Systematic, genome-wide identification of host genes affecting replication of a positive-strand RNA virus

Abstract

Positive-strand RNA viruses are the largest virus class and include many pathogens such as hepatitis C virus and the severe acute respiratory syndrome coronavirus (SARS). Brome mosaic virus (BMV) is a representative positive-strand RNA virus whose RNA replication, gene expression, and encapsidation have been reproduced in the yeast Saccharomyces cerevisiae. By using traditional yeast genetics, host genes have been identified that function in controlling BMV translation, selecting BMV RNAs as replication templates, activating the replication complex, maintaining a lipid composition required for membrane-associated RNA replication, and other steps. To more globally and systematically identify such host factors, we used engineered BMV derivatives to assay viral RNA replication in each strain of an ordered, genome-wide set of yeast single-gene deletion mutants. Each deletion strain was transformed to express BMV replicase proteins and a BMV RNA replication template with the capsid gene replaced by a luciferase reporter.
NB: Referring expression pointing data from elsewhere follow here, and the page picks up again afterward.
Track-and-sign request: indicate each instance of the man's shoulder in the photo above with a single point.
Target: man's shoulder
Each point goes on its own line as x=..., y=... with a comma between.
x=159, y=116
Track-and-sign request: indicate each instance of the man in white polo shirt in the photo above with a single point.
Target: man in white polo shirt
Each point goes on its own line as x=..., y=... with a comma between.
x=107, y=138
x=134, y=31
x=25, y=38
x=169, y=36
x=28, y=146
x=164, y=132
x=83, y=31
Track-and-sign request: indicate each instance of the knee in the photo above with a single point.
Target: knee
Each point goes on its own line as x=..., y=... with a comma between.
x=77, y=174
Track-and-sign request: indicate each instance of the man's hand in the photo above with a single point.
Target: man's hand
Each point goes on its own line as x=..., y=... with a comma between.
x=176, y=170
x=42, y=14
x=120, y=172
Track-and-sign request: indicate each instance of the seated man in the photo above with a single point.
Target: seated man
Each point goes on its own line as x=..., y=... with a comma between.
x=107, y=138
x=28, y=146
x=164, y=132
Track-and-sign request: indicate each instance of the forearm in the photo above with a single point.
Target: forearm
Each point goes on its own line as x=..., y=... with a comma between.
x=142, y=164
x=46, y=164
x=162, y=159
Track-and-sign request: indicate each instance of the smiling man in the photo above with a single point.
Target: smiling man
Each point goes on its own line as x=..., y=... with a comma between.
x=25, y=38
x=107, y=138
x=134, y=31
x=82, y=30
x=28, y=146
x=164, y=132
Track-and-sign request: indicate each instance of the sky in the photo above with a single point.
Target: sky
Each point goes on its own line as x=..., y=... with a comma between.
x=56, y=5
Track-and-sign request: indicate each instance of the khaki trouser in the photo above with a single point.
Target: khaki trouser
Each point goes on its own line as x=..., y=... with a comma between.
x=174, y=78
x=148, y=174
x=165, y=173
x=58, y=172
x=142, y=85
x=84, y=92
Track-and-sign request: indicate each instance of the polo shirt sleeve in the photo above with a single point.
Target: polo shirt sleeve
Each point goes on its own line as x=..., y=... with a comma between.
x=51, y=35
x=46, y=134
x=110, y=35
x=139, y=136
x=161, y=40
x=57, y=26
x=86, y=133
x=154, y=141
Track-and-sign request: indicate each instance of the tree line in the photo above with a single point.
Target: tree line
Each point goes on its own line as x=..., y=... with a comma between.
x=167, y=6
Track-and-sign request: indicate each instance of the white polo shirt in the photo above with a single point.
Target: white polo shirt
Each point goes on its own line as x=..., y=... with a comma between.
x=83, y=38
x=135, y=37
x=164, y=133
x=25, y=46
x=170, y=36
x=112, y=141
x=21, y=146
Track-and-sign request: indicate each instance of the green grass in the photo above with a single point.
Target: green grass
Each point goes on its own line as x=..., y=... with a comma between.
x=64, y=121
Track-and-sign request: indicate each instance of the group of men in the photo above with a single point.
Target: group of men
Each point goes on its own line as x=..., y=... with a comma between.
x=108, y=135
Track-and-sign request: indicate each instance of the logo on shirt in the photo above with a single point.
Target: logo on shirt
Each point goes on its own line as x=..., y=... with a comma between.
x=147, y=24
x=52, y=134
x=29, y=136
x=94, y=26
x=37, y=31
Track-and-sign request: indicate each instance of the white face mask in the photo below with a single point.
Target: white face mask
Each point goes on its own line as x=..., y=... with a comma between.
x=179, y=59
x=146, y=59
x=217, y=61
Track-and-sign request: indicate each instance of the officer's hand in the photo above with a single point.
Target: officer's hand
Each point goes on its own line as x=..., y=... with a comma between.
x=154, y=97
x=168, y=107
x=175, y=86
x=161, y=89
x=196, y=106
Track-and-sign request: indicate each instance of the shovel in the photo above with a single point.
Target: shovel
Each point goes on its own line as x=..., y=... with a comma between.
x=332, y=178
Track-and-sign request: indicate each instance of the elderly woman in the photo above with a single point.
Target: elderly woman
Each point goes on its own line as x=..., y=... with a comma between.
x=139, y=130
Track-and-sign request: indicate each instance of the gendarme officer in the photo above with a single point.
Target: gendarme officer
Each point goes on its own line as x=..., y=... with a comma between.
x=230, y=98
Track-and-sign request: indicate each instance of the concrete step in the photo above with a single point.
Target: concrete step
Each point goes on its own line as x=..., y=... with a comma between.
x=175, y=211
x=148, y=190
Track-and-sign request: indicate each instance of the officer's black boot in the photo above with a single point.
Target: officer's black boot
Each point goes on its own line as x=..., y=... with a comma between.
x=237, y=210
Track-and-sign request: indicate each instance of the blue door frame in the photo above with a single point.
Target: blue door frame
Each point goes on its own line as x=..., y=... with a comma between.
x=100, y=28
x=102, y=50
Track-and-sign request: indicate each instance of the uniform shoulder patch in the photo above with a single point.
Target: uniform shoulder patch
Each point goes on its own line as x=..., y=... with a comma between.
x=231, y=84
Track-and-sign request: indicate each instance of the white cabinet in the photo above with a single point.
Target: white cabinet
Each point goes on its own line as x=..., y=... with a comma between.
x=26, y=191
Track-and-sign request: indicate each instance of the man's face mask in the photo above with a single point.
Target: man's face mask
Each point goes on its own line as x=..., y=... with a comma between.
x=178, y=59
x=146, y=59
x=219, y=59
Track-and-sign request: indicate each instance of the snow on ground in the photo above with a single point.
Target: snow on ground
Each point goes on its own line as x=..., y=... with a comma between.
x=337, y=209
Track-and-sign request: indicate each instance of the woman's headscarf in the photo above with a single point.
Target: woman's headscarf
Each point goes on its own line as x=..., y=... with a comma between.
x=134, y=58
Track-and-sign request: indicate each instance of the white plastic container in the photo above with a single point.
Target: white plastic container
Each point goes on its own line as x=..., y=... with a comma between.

Luciferase expression, which is dependent on viral RNA replication and RNA-dependent mRNA synthesis, was measured in intact yeast cells. Approximately 4500 yeast deletion strains ( approximately 80% of yeast genes) were screened in duplicate and selected strains analyzed further. This functional genomics approach revealed nearly 100 genes whose absence inhibited or stimulated BMV RNA replication and/or gene expression by 3- to >25-fold. Several of these genes were shown previously to function in BMV replication, validating the approach. Newly identified genes include some in RNA, protein, or membrane modification pathways and genes of unknown function. The results further illuminate virus and cell pathways. Further refinement of virus screening likely will reveal contributions from additional host genes.

Fig. 1.

(A) Viral cDNAs (bold lines) and flanking expression elements in pB12, expressing 1a and 2a, and pB3, expressing RNA3. X, the BMV coat protein gene or any gene replacing it, such as Rluc. (Right) pB3 transcription produces an initial (+)RNA3 inoculum, used by 1a and 2a to direct synthesis of (-)RNA3, which then is used as a template to greatly amplify (+)RNA3 and produce sgRNA4. A_n, poly(A) signal; GAL1/GAL10, yeast promoters; Rz, self-cleaving ribozyme. (B) pB12 supports WT RNA3 replication at a level similar to that of independent plasmids expressing 1a and 2a.

Fig. 2.

(A) Rluc activity assayed on intact WT BY4743 yeast transformed with the indicated combinations of pB12, pB3Rluc, and/or pB3, a plasmid expressing WT RNA3 (20). (B) Northern blot analysis of BMV RNA replication products, RNA3Rluc and sg mRNA RNA4Rluc, in WT YPH500 or isogenic ded1i yeast cells transformed with pB12 and pB3Rluc. (C) Rluc activity assayed on intact WT YPH500 or isogenic ded1i yeast transformed with pB12 and pB3Rluc.

Fig. 3.

Northern and Western analyses of BMV RNAs and proteins from WT BY4743 yeast and selected deletion strains with reduced BMV-directed Rluc expression. Each strain was transformed with pB12 to express 1a and 2a and with pCUP1B3 to express WT RNA3. Percent of WT sgRNA4 accumulation and Rluc expression are indicated. Northern blots of yeast ACT1 and ADH1 mRNAs are shown for comparison. Although not listed in Table 1, SCP160 was included due to its membrane association.

Fig. 4.

Northern and Western analyses of BMV RNAs and proteins from WT BY4743 yeast and selected deletion strains with enhanced BMV-directed Rluc expression. As in Fig. 3, WT RNA3 from pCUP1B3 was used as the replication template. Percent of WT sgRNA4 accumulation and Rluc and GUS expression are indicated. NT, not tested.